Bunun nedeninin ise Mehmet Topal'ın Çayköy'de " CHP'li bir vatandaş" olarak bilinmesi olduğu ifade edildi.
Eğer öyle ise, bunu kabul etmek mümkün değildir.
Devletimiz ve Hükümetimiz, felakete uğrayan vatandaşlarımıza yardım ederken parti ayrımı yapmıyor, hiç kimseye siyasi görüşünü sormuyor, her kim zarar gördüyse devletin yardım eli böyle bir ayrım yapılmaksızın kendisine ulaştırılıyor.
Sayın Cumhurbaşkanımızın seçimden sonra yaptığı balkon konuşmasını hatırlayalım…
" 85 milyon vatandaşımızın Cumhurbaşkanıyım "
Ak Parti Zonguldak Milletvekili Muammer Avcı da sadece ilimizdeki Ak Parti'li vatandaşların değil, kendisine oy veren veya vermeyen tüm Zonguldaklı vatandaşların milletvekilidir.
Sayın Muammer Avcı'nın da böyle bir ayrım yaptığı görülmemiştir.
O halde bu işi yine Muammer Avcı çözer…
Sel felaketinde 12 büyükbaş hayvanı telef olan Mehmet Topal'ın yardım talebinin hangi gerekçe ile reddedildiği, üstelik aynı kişinin bütün ürünü sel felaketi ile birlikte yok olup giden 1 dönümlük tarlasında neden hasar tespit çalışması yapılmadığını Zonguldak Milletvekili Muammer Avcı bu işin yetkililerinden öğrenebilir, ortada bir haksızlık veya mağduriyet varsa, milletin vekili sıfatı ile bu haksızlık veya mağduriyetin giderilmesini sağlayabilir.
Biz, sayın vekilin bu konuda duyarlı olacağına inanıyoruz.
Elçiye zeval olmaz demişler.
Biz görevimizi yapıp, durumu anlatmaya çalıştık.
Yeryüzünde adaletin sembolü Hz.

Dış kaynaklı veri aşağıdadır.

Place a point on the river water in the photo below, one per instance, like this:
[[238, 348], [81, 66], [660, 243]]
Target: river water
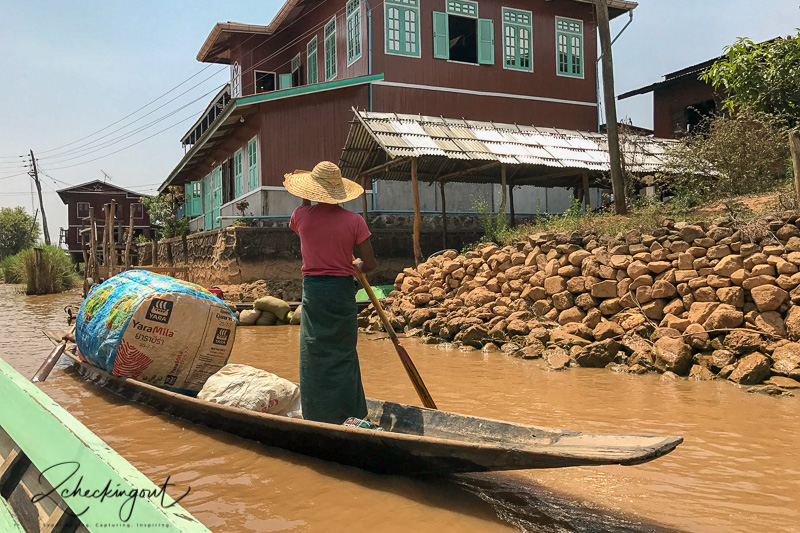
[[737, 471]]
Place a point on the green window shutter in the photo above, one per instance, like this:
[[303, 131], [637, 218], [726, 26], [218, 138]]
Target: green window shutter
[[207, 206], [485, 41], [311, 60], [187, 200], [197, 198], [216, 178], [237, 174], [441, 36], [330, 50], [252, 167]]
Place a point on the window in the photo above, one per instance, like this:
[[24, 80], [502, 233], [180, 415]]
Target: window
[[311, 61], [459, 35], [297, 70], [252, 164], [517, 32], [83, 209], [238, 186], [569, 47], [353, 30], [236, 80], [402, 27], [330, 49], [265, 82]]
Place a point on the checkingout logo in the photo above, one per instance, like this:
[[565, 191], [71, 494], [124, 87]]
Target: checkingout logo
[[159, 311], [222, 336]]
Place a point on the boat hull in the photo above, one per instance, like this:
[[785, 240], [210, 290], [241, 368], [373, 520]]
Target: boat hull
[[418, 440]]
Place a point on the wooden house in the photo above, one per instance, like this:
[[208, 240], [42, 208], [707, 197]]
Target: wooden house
[[295, 82], [79, 199]]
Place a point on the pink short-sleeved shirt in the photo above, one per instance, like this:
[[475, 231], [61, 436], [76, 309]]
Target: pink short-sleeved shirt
[[328, 233]]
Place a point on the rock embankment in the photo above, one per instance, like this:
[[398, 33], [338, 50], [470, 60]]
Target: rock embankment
[[701, 300]]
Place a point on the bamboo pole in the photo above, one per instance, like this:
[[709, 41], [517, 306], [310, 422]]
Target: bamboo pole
[[794, 146], [417, 221], [112, 239], [444, 216], [128, 243], [92, 245], [587, 206]]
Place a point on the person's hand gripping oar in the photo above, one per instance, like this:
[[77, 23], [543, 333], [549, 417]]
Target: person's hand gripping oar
[[413, 374]]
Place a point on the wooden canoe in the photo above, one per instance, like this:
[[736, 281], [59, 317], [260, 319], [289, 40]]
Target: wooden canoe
[[416, 440]]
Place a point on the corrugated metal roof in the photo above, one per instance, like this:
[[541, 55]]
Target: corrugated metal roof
[[448, 143]]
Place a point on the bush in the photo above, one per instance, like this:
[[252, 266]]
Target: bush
[[729, 156], [57, 271]]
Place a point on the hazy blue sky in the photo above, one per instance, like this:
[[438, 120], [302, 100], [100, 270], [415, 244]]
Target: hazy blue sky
[[72, 68]]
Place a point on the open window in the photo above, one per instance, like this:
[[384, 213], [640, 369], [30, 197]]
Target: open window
[[83, 209], [265, 82], [459, 35]]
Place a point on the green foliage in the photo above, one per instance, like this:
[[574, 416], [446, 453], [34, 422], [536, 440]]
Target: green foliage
[[18, 230], [729, 156], [763, 77], [57, 273], [495, 227], [162, 210]]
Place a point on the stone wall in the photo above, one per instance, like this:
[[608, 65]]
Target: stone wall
[[705, 300]]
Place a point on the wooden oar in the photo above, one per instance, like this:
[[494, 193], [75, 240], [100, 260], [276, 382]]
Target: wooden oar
[[413, 374], [51, 360]]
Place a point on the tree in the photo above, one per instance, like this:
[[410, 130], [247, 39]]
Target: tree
[[764, 77], [18, 230]]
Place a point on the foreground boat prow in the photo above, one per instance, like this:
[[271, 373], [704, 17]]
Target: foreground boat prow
[[416, 440]]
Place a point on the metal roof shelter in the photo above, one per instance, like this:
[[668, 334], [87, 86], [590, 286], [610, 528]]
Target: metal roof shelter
[[388, 146]]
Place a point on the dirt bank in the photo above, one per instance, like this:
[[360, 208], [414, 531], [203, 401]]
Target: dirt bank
[[710, 300]]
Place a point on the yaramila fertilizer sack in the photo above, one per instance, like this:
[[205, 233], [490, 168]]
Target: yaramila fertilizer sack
[[163, 331]]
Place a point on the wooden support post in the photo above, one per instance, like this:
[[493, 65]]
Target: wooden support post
[[364, 208], [112, 238], [587, 203], [503, 187], [92, 245], [444, 216], [617, 182], [794, 146], [128, 243], [511, 204], [417, 216]]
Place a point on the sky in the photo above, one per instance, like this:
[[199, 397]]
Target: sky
[[71, 72]]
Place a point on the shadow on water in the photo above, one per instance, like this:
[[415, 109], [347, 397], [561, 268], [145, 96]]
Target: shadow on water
[[497, 498]]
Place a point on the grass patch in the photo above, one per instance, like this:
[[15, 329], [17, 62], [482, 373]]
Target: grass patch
[[57, 273]]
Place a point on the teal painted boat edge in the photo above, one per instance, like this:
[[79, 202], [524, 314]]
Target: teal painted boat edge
[[50, 436], [8, 520]]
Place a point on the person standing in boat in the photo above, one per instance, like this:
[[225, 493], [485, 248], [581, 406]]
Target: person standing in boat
[[330, 375]]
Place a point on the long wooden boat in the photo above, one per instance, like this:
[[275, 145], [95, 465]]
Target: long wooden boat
[[53, 470], [416, 440]]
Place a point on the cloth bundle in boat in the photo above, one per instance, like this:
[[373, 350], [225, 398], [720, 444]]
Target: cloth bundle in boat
[[253, 389], [163, 331]]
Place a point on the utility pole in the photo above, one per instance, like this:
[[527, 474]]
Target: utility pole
[[612, 127], [41, 203]]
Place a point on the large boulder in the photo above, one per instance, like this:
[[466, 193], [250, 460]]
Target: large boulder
[[672, 355], [751, 370], [597, 354]]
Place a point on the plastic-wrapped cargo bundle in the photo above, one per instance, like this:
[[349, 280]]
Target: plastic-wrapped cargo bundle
[[163, 331]]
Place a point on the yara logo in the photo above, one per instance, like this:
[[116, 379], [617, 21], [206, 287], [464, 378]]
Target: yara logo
[[159, 310]]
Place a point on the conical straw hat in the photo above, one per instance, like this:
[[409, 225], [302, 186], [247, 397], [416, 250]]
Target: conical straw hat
[[323, 184]]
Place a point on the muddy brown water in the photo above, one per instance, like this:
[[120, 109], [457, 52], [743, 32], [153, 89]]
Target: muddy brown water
[[738, 469]]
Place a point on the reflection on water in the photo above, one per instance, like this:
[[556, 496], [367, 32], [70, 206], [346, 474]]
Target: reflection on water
[[736, 471]]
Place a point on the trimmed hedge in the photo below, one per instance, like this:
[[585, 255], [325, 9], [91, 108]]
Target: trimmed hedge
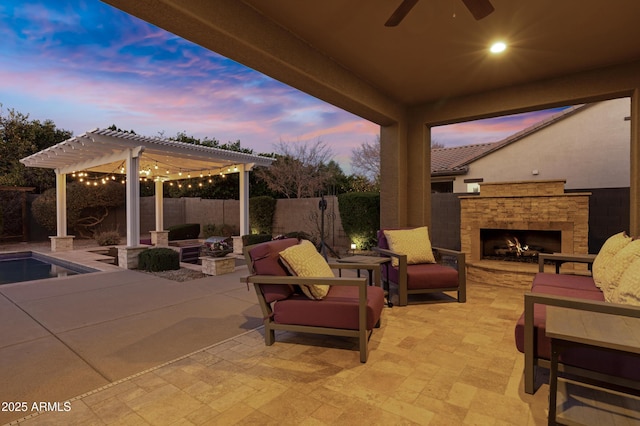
[[261, 212], [186, 231], [159, 259], [360, 216]]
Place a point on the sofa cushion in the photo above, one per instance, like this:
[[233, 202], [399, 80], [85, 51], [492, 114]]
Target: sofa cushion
[[613, 245], [265, 259], [580, 282], [338, 309], [414, 243], [619, 265], [303, 260], [628, 291]]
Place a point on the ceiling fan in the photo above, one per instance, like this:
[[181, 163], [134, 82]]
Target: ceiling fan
[[478, 8]]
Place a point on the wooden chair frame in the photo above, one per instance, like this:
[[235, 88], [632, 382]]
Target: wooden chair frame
[[404, 292], [531, 361], [270, 326]]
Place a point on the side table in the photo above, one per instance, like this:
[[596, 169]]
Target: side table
[[569, 328], [373, 265]]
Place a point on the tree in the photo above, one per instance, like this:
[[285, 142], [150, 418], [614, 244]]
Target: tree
[[365, 160], [19, 138], [300, 170]]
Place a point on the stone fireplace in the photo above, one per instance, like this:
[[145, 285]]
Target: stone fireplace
[[536, 214]]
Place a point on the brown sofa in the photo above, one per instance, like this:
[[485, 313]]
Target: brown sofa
[[577, 292], [351, 308]]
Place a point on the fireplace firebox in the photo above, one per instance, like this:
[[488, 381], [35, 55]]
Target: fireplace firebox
[[518, 245]]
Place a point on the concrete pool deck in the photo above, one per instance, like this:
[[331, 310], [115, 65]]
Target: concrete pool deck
[[62, 337]]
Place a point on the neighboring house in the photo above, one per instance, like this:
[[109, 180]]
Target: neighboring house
[[588, 145]]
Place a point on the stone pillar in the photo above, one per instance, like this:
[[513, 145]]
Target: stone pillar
[[160, 238], [128, 256]]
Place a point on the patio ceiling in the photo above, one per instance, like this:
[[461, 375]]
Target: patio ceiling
[[341, 52], [105, 151]]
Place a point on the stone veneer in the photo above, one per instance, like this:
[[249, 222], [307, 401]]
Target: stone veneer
[[530, 205]]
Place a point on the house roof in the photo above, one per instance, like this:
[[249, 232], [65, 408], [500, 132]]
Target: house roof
[[106, 150], [455, 160]]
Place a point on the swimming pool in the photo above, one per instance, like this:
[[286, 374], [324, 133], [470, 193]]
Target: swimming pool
[[29, 266]]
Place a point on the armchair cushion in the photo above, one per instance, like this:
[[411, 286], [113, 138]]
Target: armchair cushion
[[414, 243], [265, 259], [338, 309], [431, 275], [628, 292], [303, 260]]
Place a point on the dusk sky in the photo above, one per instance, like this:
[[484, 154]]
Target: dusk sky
[[85, 65]]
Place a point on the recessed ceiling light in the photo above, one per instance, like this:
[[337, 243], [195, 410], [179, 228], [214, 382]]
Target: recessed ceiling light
[[498, 47]]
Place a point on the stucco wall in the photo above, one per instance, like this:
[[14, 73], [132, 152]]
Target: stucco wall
[[589, 149]]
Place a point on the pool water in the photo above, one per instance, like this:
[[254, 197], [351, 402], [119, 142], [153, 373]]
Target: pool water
[[27, 266]]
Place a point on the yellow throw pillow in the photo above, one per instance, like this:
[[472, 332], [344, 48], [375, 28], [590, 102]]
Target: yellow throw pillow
[[303, 260], [628, 291], [414, 243], [613, 245], [617, 266]]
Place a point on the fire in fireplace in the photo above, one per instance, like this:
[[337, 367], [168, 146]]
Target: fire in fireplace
[[518, 245]]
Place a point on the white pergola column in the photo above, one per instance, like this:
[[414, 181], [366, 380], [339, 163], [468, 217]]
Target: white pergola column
[[244, 199], [132, 163], [159, 237], [61, 204], [61, 241], [159, 206]]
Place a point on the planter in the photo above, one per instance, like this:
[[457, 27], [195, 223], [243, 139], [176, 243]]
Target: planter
[[217, 265]]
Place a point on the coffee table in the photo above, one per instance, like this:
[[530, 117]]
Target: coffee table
[[570, 328]]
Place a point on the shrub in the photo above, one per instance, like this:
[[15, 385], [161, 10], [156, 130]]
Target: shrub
[[261, 211], [186, 231], [107, 238], [224, 230], [360, 216], [251, 239], [159, 259]]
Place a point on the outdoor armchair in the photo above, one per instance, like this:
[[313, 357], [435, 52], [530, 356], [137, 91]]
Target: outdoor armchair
[[420, 273], [349, 308]]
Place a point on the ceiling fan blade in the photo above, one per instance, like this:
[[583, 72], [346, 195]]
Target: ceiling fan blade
[[402, 10], [479, 8]]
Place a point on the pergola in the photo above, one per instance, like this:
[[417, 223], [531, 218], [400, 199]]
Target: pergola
[[136, 157]]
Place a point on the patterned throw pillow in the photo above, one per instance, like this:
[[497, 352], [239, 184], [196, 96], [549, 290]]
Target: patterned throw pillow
[[609, 249], [617, 266], [303, 260], [628, 291], [414, 243]]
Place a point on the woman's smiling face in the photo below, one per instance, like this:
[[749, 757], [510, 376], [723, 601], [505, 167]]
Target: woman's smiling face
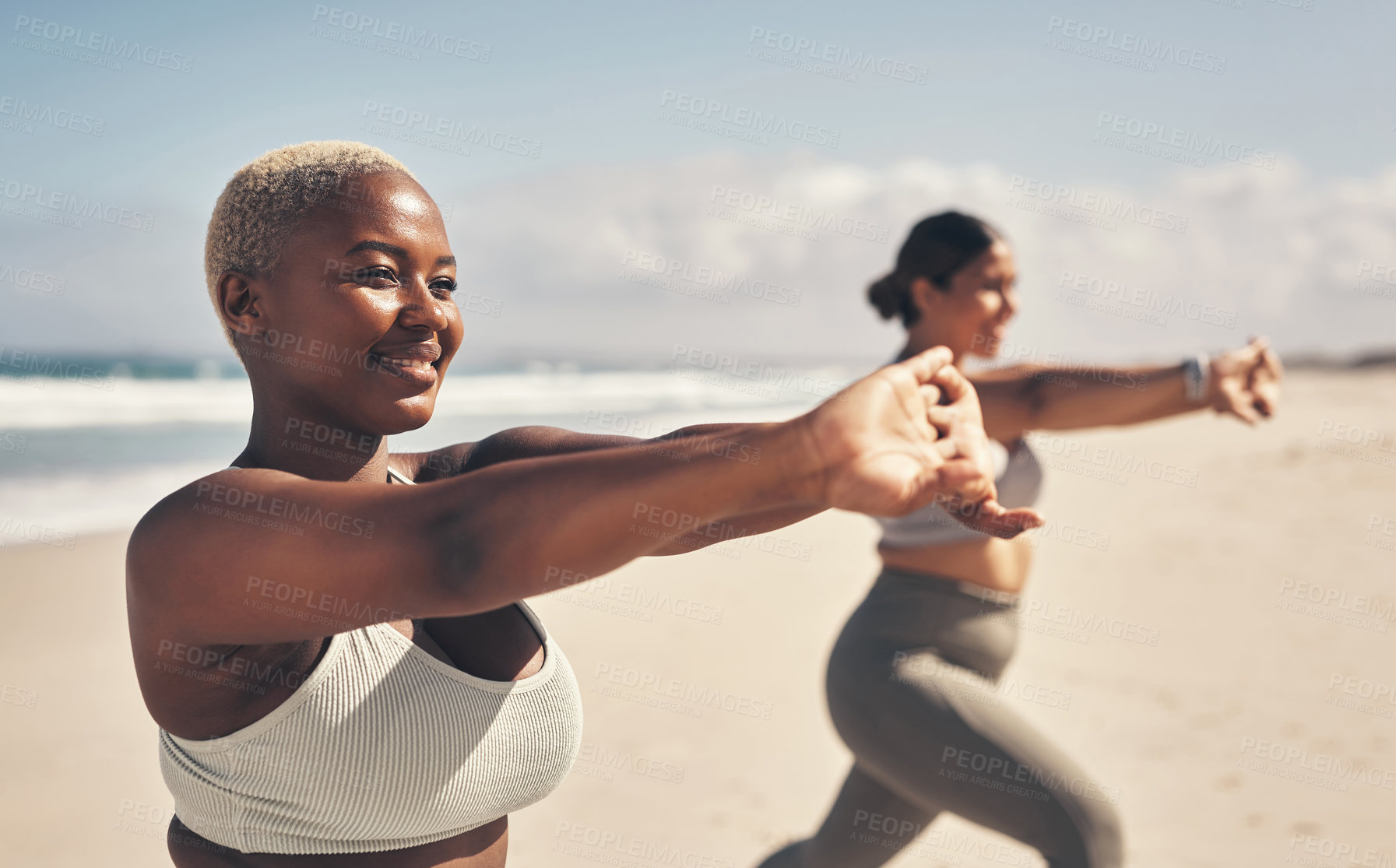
[[357, 322]]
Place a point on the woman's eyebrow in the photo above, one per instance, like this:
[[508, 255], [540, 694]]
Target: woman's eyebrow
[[380, 246], [392, 250]]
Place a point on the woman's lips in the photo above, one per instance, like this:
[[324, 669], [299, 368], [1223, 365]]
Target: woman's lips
[[418, 371]]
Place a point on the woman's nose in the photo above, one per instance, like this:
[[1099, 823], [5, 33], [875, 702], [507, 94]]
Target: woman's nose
[[424, 310]]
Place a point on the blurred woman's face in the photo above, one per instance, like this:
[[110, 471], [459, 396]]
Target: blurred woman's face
[[357, 322], [972, 316]]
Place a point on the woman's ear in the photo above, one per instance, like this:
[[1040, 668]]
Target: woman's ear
[[239, 302]]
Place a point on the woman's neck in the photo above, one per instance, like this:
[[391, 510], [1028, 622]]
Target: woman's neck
[[299, 443]]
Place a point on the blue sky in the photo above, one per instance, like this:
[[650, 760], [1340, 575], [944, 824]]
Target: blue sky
[[1010, 91]]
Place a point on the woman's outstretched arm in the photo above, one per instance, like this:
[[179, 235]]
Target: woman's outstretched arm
[[1243, 383], [200, 563]]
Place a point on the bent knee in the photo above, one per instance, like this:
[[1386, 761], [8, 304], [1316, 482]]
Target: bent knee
[[1098, 841]]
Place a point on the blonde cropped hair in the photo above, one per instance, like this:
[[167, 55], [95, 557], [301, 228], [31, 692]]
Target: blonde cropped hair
[[265, 200]]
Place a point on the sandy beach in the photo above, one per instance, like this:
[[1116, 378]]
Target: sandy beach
[[1209, 630]]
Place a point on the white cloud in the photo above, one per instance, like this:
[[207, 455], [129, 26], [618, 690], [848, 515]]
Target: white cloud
[[1275, 246]]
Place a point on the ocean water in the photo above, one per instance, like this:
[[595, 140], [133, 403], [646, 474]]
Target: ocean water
[[91, 454]]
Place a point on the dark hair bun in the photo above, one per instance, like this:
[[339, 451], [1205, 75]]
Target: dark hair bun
[[888, 296]]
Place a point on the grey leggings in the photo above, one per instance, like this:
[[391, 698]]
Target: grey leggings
[[910, 688]]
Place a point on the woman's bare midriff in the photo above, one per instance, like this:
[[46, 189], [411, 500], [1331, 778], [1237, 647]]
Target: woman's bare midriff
[[990, 563]]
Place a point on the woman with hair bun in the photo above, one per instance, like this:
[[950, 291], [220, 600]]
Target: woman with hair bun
[[910, 680]]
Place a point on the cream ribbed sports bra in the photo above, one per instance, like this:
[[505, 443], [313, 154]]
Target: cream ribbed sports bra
[[382, 747]]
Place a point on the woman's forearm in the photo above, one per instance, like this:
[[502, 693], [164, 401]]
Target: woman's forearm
[[1071, 398], [515, 525]]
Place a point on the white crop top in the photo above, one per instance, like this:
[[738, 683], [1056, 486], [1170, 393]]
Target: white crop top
[[1018, 479], [382, 747]]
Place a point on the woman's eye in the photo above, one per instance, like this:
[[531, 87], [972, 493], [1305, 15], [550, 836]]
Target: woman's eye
[[373, 276]]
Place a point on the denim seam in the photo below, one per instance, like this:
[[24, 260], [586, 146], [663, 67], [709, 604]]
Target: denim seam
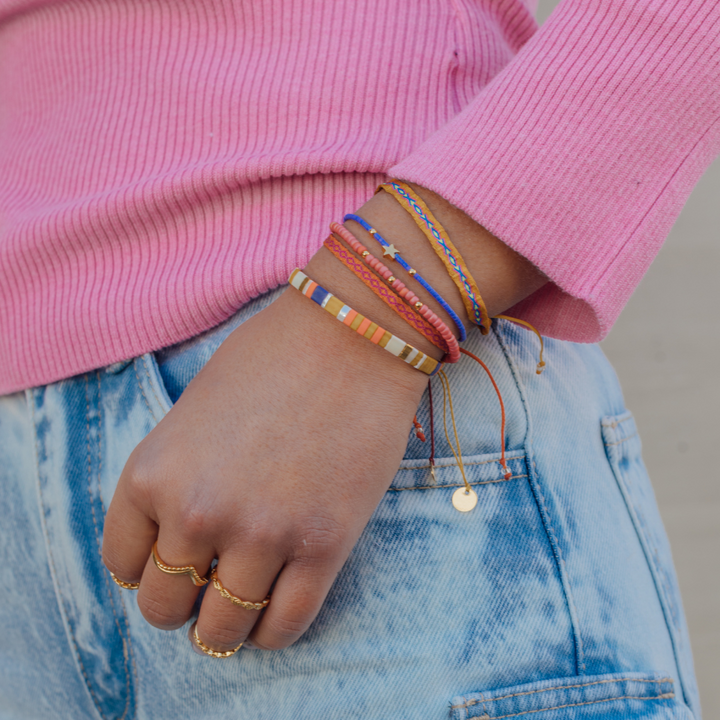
[[151, 383], [441, 487], [97, 532], [561, 687], [536, 489], [465, 464], [620, 442], [127, 650], [650, 552], [666, 696], [615, 423], [142, 391], [53, 569]]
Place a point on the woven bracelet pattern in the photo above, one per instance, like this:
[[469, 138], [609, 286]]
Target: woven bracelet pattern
[[444, 249], [361, 325], [453, 349], [374, 282], [395, 255]]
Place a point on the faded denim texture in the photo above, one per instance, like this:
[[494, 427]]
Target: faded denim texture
[[554, 599]]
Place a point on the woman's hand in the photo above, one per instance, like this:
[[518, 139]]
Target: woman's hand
[[273, 460], [277, 453]]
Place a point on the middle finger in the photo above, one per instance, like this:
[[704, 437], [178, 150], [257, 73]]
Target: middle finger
[[165, 599]]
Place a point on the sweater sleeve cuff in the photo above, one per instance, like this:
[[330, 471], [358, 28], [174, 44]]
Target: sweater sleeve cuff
[[582, 152]]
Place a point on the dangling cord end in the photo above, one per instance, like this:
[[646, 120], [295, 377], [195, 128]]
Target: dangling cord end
[[432, 434], [419, 432], [541, 365], [503, 463]]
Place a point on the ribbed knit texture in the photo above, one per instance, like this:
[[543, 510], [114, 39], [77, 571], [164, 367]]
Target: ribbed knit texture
[[164, 161]]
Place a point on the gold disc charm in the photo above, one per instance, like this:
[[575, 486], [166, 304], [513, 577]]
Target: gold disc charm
[[464, 500]]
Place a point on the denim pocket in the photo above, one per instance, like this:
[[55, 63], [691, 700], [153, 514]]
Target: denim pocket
[[626, 695], [624, 452]]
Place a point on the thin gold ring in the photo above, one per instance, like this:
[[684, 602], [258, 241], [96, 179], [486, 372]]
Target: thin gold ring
[[123, 584], [233, 598], [197, 579], [209, 651]]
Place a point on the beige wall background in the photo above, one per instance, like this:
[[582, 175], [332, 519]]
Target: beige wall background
[[666, 350]]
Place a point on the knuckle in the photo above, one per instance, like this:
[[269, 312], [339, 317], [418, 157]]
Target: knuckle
[[280, 633], [114, 562], [195, 521], [263, 535], [320, 541], [160, 615], [218, 636]]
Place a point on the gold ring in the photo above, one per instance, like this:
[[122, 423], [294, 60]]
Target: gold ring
[[234, 599], [197, 579], [210, 651], [123, 584]]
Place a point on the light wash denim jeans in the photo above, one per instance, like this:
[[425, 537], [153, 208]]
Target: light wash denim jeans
[[555, 598]]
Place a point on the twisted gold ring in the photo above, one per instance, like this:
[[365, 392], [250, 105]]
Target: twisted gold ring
[[234, 599], [209, 651], [197, 579], [123, 584]]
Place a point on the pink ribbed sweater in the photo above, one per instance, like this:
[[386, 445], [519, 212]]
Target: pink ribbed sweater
[[164, 161]]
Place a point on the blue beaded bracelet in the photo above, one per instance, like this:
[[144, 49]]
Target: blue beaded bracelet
[[395, 255]]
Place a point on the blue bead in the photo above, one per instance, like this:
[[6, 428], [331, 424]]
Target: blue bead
[[435, 294]]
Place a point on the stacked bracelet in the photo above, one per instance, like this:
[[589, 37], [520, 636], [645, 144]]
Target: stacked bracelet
[[453, 349], [445, 250], [392, 252], [377, 335], [386, 294]]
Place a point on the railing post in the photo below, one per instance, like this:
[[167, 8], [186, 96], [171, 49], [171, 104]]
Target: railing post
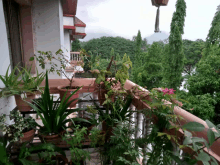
[[132, 119], [176, 151], [146, 132], [139, 121]]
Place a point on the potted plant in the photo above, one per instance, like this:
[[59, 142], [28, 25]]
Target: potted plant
[[53, 115], [29, 87], [23, 86], [11, 82], [78, 155], [49, 58], [47, 154], [22, 130]]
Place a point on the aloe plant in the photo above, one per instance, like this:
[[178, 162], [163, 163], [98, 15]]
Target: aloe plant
[[32, 83], [11, 82], [54, 114]]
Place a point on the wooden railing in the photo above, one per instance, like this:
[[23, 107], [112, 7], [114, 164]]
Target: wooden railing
[[139, 120]]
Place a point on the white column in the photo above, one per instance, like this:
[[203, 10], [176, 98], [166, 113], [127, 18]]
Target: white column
[[48, 28], [6, 104]]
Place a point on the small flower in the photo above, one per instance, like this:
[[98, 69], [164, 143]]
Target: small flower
[[165, 91], [171, 91]]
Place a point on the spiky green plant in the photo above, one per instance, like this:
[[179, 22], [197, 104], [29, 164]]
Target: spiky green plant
[[54, 114]]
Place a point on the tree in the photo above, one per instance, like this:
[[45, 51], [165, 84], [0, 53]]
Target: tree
[[138, 44], [102, 46], [204, 84], [150, 74], [214, 32], [76, 45], [174, 60], [193, 53]]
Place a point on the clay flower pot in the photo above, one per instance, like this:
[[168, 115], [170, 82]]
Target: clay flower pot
[[28, 136], [21, 104], [55, 139], [63, 90]]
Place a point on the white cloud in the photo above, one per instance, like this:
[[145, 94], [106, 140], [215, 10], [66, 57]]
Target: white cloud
[[125, 17]]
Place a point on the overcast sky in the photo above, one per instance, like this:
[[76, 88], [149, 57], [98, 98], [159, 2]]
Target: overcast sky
[[125, 17]]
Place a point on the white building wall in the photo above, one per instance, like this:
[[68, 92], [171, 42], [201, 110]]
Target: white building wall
[[67, 43], [6, 104], [80, 29], [61, 25], [47, 28], [68, 21]]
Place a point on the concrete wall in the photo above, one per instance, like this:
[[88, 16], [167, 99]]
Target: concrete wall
[[80, 29], [67, 43], [68, 21], [6, 104], [48, 28]]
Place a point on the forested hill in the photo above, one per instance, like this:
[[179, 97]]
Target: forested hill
[[103, 46]]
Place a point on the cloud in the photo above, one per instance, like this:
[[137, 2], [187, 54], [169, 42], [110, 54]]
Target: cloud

Ömer'in sözü ile tamamlayalım.
"Kenar-ı Dicle'de bir kurt kapsa koyunu gelir de Adl-i İlahi Ömer'den sorar onu!'
Eğer gerçekten "red kararının" haklı bir gerekçesi yoksa...
Eğer Çayköy'de gerçekten bir haksızlık yapılmışsa, onun da hesabı milletin vekilinden sorulur.